Rugby World Cup: Alpine agony as Wales start build-up
Ahead of the 2015 Rugby World Cup, Wales' 47-man squad are living at more than 2,000m altitude in a Swiss ski resort.
But with green grass underfoot and searing heat, the players are certainly not on a two-week ski holiday in Fiescheralp.
They wake each day at dawn before dropping 1,000m to the base village of Fiesch for a brutal training schedule.
Yes, it's an Alpine camp in preparation for a World Cup that will be played at sea level. But the boffins are convinced it's the blueprint for success.
What a change since 1987
The Wales squad of 1987 prepared for the inaugural World Cup with a long weekend in Tenby.
Three days in Pembrokeshire compared to a three-month camp that will take the players from Alpine peaks through Arabian deserts to remote Polish forests.
The cosy innocence of the amateur game has been replaced by the hard-edged realism of professional science.
Most of the squad have been to Poland before.

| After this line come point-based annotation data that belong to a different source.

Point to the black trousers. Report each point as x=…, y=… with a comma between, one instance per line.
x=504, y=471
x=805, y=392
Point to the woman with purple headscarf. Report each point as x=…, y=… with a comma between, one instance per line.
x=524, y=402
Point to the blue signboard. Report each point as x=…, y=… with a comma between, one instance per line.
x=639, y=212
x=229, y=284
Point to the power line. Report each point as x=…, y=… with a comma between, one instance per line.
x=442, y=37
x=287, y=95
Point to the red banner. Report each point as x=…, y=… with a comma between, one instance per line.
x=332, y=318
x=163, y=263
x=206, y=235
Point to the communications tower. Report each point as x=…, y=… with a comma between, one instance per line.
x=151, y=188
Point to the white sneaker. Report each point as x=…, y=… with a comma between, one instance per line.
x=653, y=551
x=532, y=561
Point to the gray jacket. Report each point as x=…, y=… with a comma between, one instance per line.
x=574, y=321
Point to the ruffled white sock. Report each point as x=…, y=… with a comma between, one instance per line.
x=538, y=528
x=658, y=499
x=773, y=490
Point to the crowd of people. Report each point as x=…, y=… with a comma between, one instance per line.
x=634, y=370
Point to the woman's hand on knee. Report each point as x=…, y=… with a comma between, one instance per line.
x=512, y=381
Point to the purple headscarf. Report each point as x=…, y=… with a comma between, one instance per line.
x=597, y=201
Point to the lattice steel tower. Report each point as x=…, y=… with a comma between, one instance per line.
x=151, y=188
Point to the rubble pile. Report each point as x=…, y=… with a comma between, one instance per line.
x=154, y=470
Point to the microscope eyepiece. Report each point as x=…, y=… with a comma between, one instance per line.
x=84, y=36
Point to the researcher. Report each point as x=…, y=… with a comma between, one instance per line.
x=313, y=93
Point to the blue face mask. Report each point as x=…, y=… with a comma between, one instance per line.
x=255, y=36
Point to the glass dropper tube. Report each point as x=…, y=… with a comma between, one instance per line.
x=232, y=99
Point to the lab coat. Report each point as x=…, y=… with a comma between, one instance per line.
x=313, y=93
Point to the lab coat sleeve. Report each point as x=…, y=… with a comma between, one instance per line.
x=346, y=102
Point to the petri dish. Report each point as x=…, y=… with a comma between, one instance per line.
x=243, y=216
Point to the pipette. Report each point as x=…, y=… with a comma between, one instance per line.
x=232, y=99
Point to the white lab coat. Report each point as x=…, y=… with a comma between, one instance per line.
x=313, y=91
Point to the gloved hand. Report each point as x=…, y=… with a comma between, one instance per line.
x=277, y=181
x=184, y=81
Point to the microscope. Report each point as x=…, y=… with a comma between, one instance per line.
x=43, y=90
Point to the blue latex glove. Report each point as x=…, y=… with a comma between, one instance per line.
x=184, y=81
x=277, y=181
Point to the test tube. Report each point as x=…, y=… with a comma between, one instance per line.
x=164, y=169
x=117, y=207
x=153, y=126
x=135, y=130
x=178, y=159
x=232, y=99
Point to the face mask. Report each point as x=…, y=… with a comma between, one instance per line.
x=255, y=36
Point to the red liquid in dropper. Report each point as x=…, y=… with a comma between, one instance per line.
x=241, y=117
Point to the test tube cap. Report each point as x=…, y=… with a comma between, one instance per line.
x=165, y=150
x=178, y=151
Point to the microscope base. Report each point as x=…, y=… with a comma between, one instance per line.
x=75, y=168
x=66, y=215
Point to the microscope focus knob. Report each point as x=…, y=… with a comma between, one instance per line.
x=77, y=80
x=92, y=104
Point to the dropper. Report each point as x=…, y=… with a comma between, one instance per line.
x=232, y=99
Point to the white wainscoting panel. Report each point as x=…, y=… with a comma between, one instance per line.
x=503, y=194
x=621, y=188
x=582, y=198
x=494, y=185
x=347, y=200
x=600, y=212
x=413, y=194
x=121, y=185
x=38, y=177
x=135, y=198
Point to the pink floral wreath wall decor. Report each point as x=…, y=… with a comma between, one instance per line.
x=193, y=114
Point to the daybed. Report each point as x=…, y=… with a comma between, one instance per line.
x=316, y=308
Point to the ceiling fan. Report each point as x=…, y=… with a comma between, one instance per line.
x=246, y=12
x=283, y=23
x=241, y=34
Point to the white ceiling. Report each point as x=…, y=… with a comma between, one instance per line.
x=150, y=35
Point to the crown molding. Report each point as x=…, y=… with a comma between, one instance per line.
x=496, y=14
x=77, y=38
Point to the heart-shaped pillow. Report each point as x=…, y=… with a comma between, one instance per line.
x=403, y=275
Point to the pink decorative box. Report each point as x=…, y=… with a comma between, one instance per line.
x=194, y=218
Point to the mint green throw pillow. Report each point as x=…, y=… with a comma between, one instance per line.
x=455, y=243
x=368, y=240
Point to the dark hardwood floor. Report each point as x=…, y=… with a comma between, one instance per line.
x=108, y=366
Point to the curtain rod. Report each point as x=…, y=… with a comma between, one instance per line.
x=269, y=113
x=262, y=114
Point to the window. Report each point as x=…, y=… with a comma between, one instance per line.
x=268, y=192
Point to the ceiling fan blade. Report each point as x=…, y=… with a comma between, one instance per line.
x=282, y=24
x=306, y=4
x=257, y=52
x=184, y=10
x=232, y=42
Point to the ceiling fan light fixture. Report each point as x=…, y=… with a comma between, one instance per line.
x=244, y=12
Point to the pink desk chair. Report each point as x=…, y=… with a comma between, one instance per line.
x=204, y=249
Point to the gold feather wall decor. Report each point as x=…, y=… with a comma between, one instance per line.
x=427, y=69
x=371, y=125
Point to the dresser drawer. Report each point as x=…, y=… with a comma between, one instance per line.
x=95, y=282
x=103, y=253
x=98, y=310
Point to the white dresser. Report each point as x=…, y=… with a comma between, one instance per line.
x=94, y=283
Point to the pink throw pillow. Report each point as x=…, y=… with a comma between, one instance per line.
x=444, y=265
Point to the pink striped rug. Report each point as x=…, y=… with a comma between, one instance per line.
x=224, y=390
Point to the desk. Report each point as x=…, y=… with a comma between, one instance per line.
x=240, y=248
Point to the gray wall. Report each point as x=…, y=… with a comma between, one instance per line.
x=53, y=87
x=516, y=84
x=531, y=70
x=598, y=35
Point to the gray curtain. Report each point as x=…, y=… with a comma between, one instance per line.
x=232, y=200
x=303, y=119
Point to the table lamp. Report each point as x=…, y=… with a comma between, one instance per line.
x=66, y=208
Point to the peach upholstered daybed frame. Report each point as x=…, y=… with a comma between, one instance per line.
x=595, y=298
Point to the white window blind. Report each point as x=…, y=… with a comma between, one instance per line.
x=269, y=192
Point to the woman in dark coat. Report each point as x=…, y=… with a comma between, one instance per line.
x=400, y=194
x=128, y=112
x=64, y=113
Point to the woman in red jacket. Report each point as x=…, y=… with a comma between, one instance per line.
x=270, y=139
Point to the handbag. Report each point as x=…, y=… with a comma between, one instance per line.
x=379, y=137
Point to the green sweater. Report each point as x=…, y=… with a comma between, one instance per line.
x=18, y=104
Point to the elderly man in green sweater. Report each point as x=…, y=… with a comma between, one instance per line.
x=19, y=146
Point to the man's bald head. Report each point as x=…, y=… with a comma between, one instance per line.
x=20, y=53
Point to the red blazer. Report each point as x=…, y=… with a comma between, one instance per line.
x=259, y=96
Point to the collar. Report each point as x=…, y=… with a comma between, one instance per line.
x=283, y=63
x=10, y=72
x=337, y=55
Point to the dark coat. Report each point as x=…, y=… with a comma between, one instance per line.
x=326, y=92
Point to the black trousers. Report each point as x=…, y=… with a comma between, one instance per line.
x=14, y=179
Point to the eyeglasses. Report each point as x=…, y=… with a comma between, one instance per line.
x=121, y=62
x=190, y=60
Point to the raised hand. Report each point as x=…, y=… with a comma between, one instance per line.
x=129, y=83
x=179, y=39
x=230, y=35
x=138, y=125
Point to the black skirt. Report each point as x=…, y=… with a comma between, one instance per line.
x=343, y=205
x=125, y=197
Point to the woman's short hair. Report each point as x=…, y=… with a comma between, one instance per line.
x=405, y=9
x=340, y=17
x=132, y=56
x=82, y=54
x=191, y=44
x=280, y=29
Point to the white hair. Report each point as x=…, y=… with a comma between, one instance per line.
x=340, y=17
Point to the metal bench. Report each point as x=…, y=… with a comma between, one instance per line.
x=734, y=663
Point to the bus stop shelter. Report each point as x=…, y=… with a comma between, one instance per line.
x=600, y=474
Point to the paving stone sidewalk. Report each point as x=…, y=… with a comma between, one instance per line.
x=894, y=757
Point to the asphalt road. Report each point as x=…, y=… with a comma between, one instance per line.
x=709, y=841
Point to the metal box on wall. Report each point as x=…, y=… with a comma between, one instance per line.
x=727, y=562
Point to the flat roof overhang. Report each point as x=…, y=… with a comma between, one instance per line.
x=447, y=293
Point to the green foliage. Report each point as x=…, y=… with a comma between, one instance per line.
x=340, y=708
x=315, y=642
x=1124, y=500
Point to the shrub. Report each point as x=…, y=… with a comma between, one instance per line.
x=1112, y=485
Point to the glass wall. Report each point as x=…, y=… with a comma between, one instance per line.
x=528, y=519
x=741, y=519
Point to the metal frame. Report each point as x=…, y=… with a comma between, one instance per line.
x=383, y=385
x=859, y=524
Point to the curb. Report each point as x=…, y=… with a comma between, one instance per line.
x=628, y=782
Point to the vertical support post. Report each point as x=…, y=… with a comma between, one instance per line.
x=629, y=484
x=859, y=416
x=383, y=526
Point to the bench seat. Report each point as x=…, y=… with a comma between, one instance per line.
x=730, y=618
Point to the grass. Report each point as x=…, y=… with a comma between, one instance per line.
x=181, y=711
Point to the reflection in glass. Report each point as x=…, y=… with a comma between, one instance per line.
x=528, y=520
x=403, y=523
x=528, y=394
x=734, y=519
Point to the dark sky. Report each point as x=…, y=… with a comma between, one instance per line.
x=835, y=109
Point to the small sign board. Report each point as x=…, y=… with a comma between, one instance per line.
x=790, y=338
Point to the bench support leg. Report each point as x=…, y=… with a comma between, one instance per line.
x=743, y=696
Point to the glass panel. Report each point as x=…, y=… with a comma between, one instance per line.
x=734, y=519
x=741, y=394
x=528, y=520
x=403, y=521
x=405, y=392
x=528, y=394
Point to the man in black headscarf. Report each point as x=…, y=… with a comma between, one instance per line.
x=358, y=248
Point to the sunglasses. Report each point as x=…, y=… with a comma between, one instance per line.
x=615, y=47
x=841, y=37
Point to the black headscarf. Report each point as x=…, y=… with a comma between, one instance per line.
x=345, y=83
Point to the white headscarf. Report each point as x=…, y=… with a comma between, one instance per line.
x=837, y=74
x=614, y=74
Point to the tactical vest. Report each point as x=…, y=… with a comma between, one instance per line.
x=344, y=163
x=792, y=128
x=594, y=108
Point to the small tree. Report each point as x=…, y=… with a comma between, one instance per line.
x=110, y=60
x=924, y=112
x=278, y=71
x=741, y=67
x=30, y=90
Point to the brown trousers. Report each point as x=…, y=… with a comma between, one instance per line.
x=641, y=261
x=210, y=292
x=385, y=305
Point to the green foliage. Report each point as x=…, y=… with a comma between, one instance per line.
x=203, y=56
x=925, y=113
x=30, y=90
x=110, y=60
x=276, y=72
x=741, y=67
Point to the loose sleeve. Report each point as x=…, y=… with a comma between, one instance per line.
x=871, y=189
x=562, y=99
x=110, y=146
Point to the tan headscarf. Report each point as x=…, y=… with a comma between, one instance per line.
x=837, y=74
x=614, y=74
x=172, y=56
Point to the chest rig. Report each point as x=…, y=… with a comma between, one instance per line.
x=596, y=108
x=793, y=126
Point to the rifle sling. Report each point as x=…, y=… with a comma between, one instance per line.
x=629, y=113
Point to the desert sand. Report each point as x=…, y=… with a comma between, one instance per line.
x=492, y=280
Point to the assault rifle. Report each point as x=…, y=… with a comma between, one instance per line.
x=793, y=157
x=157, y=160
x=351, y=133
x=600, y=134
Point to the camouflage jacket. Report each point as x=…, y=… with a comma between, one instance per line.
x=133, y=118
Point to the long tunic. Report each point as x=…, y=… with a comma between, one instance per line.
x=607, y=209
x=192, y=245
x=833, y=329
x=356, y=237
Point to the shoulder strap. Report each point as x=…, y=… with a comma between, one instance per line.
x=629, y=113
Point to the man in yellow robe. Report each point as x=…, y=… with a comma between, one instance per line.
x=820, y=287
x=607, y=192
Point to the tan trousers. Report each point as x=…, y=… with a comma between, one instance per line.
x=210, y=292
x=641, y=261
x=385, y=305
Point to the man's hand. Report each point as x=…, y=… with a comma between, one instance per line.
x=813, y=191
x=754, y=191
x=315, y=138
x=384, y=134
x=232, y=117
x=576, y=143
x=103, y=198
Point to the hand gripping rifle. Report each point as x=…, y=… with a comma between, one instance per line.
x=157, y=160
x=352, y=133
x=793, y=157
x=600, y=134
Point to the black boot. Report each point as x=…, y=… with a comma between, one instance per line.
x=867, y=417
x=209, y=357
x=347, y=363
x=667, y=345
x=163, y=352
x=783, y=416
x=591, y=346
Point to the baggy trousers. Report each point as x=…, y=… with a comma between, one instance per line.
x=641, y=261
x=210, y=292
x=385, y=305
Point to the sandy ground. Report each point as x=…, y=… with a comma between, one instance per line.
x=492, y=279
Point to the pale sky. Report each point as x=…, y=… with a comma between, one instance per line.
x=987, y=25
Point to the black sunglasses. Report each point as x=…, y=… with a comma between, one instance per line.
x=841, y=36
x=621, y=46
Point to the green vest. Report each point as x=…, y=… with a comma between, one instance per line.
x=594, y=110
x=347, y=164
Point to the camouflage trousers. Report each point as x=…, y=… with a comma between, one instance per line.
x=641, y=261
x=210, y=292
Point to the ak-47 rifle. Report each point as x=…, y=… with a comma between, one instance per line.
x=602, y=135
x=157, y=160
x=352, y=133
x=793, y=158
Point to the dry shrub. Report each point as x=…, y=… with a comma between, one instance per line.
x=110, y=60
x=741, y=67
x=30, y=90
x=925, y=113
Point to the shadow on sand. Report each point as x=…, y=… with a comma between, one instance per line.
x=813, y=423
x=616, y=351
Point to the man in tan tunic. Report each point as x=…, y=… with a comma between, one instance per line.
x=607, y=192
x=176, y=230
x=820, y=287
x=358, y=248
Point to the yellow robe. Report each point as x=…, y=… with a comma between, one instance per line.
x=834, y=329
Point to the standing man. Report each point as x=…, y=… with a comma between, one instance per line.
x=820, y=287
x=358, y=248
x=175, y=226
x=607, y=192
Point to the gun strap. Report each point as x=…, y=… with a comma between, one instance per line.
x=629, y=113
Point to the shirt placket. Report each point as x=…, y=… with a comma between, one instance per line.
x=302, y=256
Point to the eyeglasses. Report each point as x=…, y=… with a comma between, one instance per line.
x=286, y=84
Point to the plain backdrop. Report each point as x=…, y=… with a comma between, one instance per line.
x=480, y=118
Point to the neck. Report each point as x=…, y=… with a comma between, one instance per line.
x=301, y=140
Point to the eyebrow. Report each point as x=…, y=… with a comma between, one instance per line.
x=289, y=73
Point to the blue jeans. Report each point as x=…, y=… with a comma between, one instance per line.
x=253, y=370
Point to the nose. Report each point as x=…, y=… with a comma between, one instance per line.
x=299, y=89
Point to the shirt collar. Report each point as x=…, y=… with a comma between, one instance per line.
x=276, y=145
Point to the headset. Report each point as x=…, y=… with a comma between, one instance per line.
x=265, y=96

Spala's centre of excellence has been a popular destination with the Welsh management (less so for the players) since it was introduced ahead of the 2011 World Cup.
It provides scientific excellence - including the infamous cryotherapy chambers - and is devoid of any distractions, be it families, tempting treats or other extracurricular activities.
The dry city of Doha in Qatar will also keep the players on the straight and narrow.
It will be the next stop after Switzerland where the players will train in temperatures of 40C-plus and will sleep in specialised chambers replicating conditions of over 4,000m above sea level.
Fiesch exists for sport. Functional cable car stations contrast with the quaint Alpine architecture of the rest of the village.
In the summer, the ski racks are full of mountain bikes and hiking poles as tourists and adrenaline junkies head up the mountain for their next thrill.
The rugby players, however, are going in the opposite direction.
Captain Sam Warburton's vertigo is severely tested as the players take the daily shuttle down to the village to begin their gruelling day.
Living at a height of between 2,000m and 2,500m is believed to improve performance at sea level, and it is for this reason that the squad is based up the mountain while the training is conducted further down the valley.
And there's a new drill instructor barking the orders in Paul Stridgeon, who is combining that role with his work for European champions Toulon.
He is well known to many of the players from his time with the British and Irish Lions. The others also now know all about him.
Conditioning is key
Gone are the days of old when Wales were physically and conditionally inferior to the other elite nations.
With 13 weeks of preparation followed by the competition itself, coach Warren Gatland will have over four months to mould his World Cup winners.
It will be difficult to use conditioning as an excuse should things not go to plan.
With Australia and England in Wales' World Cup group, getting to the quarter-finals will be a challenge in itself and the success of these training camps will ultimately be judged by the results on the pitch.
From a lush green field in Fiesch the task ahead seems as daunting as the imperious mountains that keep watch on the training sessions.
Perhaps, years from now, the players will reflect on the beauty of their venue. After all, physical pain is only temporary.